Solving power constraint issues 
As we move towards applying AI and edge machine learning to smaller and smaller devices and wearables, resource constraints are presenting another major roadblock. How can we run machine learning applications on tiny devices without sacrificing performance and accuracy?
 
While moving from the cloud to the edge is a vital step in solving resource constraint issues,many machine learning models are still using too much computing power and memory to be able to fit the small microprocessors on the market today. Many are approaching this challenge by creating more efficient software, algorithms and hardware. Or by combining these components in a specialized way.  
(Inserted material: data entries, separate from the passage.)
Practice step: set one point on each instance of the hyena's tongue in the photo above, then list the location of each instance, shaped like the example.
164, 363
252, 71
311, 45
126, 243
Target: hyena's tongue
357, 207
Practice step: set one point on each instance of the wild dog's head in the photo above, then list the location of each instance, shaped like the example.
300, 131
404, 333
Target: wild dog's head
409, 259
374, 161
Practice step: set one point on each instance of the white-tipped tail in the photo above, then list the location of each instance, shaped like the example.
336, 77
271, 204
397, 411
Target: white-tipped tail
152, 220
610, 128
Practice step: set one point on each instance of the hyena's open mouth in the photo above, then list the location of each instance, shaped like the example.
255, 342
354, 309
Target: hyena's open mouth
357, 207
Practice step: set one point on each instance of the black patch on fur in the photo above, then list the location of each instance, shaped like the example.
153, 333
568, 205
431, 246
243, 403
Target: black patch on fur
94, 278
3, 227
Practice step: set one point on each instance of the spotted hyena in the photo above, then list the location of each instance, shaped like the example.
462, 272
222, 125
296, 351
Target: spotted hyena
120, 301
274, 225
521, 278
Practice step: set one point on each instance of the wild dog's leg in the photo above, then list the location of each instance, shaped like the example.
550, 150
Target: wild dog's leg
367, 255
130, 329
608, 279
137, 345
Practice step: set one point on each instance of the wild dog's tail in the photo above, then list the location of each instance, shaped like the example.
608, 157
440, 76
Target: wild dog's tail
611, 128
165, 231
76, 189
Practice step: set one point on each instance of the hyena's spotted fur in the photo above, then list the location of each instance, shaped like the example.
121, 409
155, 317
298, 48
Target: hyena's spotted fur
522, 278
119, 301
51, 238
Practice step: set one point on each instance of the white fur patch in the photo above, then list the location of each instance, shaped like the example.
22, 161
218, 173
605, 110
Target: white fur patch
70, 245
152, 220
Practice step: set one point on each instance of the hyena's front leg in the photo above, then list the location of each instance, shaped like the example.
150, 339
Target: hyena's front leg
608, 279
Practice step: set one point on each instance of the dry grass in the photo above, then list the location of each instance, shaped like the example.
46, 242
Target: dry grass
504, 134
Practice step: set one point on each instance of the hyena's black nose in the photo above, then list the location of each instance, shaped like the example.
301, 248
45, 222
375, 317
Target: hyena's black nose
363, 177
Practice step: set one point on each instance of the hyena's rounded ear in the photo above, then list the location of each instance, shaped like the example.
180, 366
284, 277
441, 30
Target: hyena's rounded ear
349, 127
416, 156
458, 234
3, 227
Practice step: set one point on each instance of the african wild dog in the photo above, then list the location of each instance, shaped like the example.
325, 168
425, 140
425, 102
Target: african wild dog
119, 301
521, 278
Machine Learning in the Future 

So what’s next? The future of machine learning is continuously evolving, as new developments and milestones are achieved in the present. While that makes it challenging to offer accurate predictions, we can, however, identify some key trends.
 
Unsupervised machine learning
In the majority of AI and machine learning projects today, the tedious process of sorting and labelling data takes up the bulk of development time. In fact, the analyst firm Cognilytica estimated that in the average AI project, about 80% of project time is used aggregating, cleaning, labeling, and augmenting data to be used in machine learning models.
 
This is why the prospect of unsupervised learning is so exciting. In the future, more and more machines will be able to independently identify previously unknown patterns within a data set which has not been labelled or categorized. Unsupervised learning is particularly useful for discovering previously unknown patterns in a data set when you do not know what the outcome should be. This could be useful for applications such as analyzing consumer data to determine the target market for a new product or detecting data anomalies like fraudulent transactions or malfunctioning hardware.
 
Hardware acceleration for Edge machine learning
A new generation of purpose-built accelerators is emerging as chip manufacturers and startups work to speed up and optimize the workloads involved in AI and machine learning projects—ranging from training to inferencing. Faster, cheaper, more power-efficient and scalable. These accelerators promise to boost edge devices to a new level of performance.
 
One of the ways they achieve this is by relieving edge devices’ central processing units of the complex and heavy mathematical work involved in running deep learning models. What does this mean? Get ready for faster predictions.
 
Scaling up
In the future, the much talked about Internet of Things will become increasingly tangible in our everyday lives. Especially as AI and machine learning technology continues to become increasingly affordable. However, as the number of AI devices increase, we will need to ensure we have an infrastructure to match. According to Drew Henry, Senior Vice President of Strategy Planning & Operationsat Armin a recent article:
 
“The world of one trillion IoT devices we anticipate by 2035 will deliver infrastructural and architectural challenges on a new scale…our technology must keep evolving to cope. On the edge computing side, it means Arm will continue to invest heavily in developing the hardware, software, and tools to enable intelligent decision-making at every point in the infrastructure stack. It also means using heterogeneous [computation] at the processor level and throughout the network—from cloud to edge to endpoint device.”
 
When we look at history and where we are today, it appears that the evolution of edge machine learning is fast and unstoppable. As future developments continue to unfold, prepare for impact and make sure you're ready to seize the opportunities this technology brings.